We’ve been having a healthy conversation about this book on my Instagram book account.
This book - something new - fell into my lap last spring. A friend of mine attended a ministry conference and told me she heard the author speak and that I needed to read a book she had written.
Her very consistent message is this:
Childhood isn't a season of measuring up. It's a season of growing up.
What I love about Janet is that she comes from a background of public, private, and Charlotte Mason education. She has experience in all realms and mainly speaks to parents about what we need to do to live and learn in LOVE alongside our child - no matter which school environment we choose.
Her book speaks so beautifully to ALL parents. If we can come alongside our children in LOVE and HUMILITY, all things are possible in their education. Janet has convicted me that true education doesn’t stem from being better than someone else or having wonderful standardized test scores. True education happens in a loving relationship, where we can model for our children that love means doing something for the benefit of another.

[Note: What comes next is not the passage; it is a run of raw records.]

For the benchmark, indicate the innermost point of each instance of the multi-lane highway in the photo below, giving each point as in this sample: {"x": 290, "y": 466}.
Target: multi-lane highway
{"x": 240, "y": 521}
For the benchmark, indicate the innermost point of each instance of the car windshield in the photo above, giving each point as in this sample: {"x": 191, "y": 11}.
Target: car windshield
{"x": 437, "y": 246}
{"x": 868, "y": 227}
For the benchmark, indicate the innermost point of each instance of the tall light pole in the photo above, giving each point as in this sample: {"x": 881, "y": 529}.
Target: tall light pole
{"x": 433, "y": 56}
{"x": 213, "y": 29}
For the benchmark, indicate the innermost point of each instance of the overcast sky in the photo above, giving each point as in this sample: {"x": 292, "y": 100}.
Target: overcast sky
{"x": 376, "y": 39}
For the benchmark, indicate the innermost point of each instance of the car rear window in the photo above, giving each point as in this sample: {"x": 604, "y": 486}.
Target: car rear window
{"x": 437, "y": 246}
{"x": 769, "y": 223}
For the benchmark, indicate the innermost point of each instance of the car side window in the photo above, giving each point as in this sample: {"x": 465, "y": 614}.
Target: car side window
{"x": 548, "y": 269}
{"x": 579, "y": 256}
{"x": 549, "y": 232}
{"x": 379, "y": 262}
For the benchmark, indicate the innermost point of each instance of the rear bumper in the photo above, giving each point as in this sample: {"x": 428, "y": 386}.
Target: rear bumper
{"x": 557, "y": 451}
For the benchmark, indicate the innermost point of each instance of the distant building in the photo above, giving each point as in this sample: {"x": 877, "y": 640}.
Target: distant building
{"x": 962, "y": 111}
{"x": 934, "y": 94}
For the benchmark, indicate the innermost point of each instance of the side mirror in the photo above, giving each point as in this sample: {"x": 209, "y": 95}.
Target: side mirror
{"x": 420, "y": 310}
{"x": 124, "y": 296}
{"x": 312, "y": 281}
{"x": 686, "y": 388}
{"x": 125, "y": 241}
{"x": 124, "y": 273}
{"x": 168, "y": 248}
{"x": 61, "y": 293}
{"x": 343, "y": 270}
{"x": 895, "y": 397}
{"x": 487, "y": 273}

Janet wrote a post for Homegrown Learners - The Joy of Raising Children Who Ponder - you’ll want to read that, too.
Finally, this book by Susan Schaeffer MacAulay found its way into my life eleven years ago as we began to contemplate homeschooling.
I devoured it in one day, sitting on the beach with my children playing around me. I remember being in tears, moved at the thought of the IMPACT I could make on their lives, and also convicted that I could not let another year pass by with my oldest attending public school.
We have been trained in our society to think that only experts can teach children. I didn’t realize how false this was until it was pointed out to me in this book:
"It isn't all as hard as the experts make out. We are human beings, persons, created to live. To have life more abundantly. Wonder together; grow together. Together share the struggles of knowing that we cannot perfectly follow God's law. We are fellow-pilgrims. We walk side by side as human beings under the love and authority of Him who made us."
I love thinking of myself walking side by side with my children. We are learning together. We are wondering together. It is a beautiful, precious gift.
image courtesy Little Book, Big Story
The biggest gift this book gave to me was the knowledge that all of life could be a learning experience. It helped me see education didn’t need to be put into a box; it didn’t need to be categorized into subjects. Education is everywhere, all the time.
For the Children’s Sake definitely is a Charlotte Mason book, but I believe (as I do with all of the books in this post) that it should be read by every parent.